Dice la sabiduría popular que hay dos Españas, y que una de ellas ha de helarnos el corazón. Se trata sin duda de una sentencia firme, sin posibilidad de recurso o apelación, una aserción entre la desesperanza y la resignación. Como si nacer español supusiera una suerte de condena de serie. Pudiera ser, dadas las funestas circunstancias que nos acompañan como martillo pilón desde hace al menos un par de siglos.
Y digo yo desde este estrado que hay en la piel de toro actual dos Begoñas, cuyas respectivas historias personales muestran una radiografía craquelada y trágica de la sociedad presente, acaso lógica metástasis de los desmanes dieciochescos.
La Gómez es perseguida ―o casi― por los tentáculos de una justicia que por momentos juega a Dr. Jekyll y Mr. Hyde, que ensombrece hoy lo que ayer alumbraba, y que nos regala en ocasiones ilusionantes rayos de luz cuando uno menos se lo espera. ¡Ni tan mal!
Acusan a la Gómez de apropiarse de lo ajeno, de tráfico de influencias, de subirse a la parra y de aferrarse a sus ramas cual garrapata estival. Viene la Gómez de hacer caja con negocios, si no turbios, si desde luego vaporosos como sauna en hora punta. Y más negros de lo que aparentan. Pero nuestra Gómez levanta ufana la cabeza, porque ella lo vale, se abona al «cuanto peor mejor», no da su brazo a torcer, y lo mismo crea una cátedra en cierta universidad española que gestiona fondos públicos para una asociación congoleña. Es la Gómez poliédrica en sus formas y en sus habilidades gestoras. Sirve lo mismo para un roto que para un descosido, y quizá por eso su guapérrimo esposo dice amarla con locura.

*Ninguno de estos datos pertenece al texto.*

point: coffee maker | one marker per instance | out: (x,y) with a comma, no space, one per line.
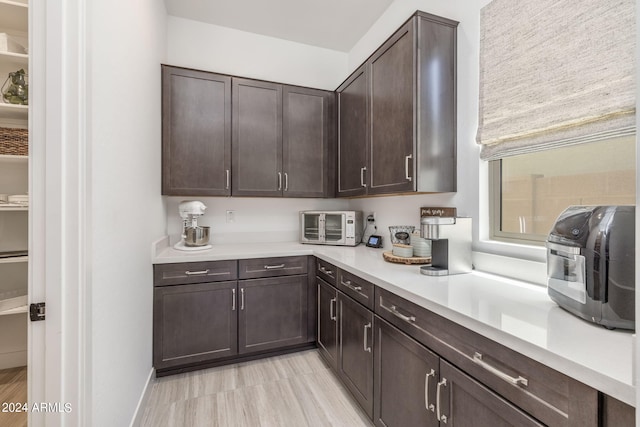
(450,244)
(194,237)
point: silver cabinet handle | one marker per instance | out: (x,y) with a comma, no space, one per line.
(332,310)
(393,309)
(365,338)
(429,406)
(350,286)
(477,358)
(439,416)
(193,273)
(325,270)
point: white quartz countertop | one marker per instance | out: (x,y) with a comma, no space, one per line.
(516,314)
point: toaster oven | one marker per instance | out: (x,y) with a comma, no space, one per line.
(342,228)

Por el contrario, la Gerpe da sus primeros pasos en el proceloso terreno de la abogacía, que compagina con un canal en las redes desde donde va desgranando a ratos perdidos sus pareceres y pensamientos, todos políticamente incorrectos en los tiempos que nos ha tocado sufrir.
Se le ocurre a la Gerpe dejar grabada su opinión sobre la comunidad gitana que le tocó en suerte por su profesión, y no queda la clientela calé precisamente bien parada. Pero se trata de su particular experiencia, que resultó al parecer pésima, como supongo podría haber resultado óptima. Corroboran algunos colegas de la muchacha similares viacrucis, aunque lo hacen con la boca pequeña y siempre en estricta privacidad, no vaya a ser que la entidad untada de turno aprecie pintiparada ocasión para hacer de ariete contra la bruja impía. Y, en efecto, la entidad untada de turno arremetió sin esperar a que anocheciera contra ella, como estaba cantado y contado. Ahí empezaron sus problemas, que siguen a la hora de redactar estas líneas, al punto de que se ha visto obligada a exiliarse junto a su familia al extrarradio ibérico, y allí espera sentencia.
No le acompaña a la Gerpe su preferencia ideológica, lo que acaba por cerrar el círculo según las huestes progres. Porque ―a ver si nos vamos percatando del detalle― todo esto es paquético, por cuanto al parecer todo lo inmundo viene empaquetado y resulta además indivisible. Vamos, que te quedas en el cedazo si cometes el error de exponer tu personal e intransferible experiencia con un colectivo social que por lo visto solo merece parabienes, aunque su líder te raje la panza como a una sandía. Con toda probabilidad, lo hizo porque le gusta la fruta.
Vaya por delante que no bebo los vientos por ninguna de las Begoñas aquí reseñadas, y supongo que el mero hecho de tener que aclararlo me señala de alguna extraña manera. Pero quédense con el carácter figurativo que pretende ser este artículo, pues apena aspira a eso.
Que una de estas Begoñas siga viviendo en un palacete capitalino, rodeada de toda suerte de lujos y atenciones mientras que la otra haya tenido que salir por patas del país refleja cuando menos que algo profundo y esencial está fallando bajo nuestros pies, que el suelo se tambalea amenazando agrietarse y tragarnos a todos como hacen los camiones de la basura. Quizá porque de algún modo hemos acabado mutando en desperdicio, en simple compost humano. Bien pudiera ser.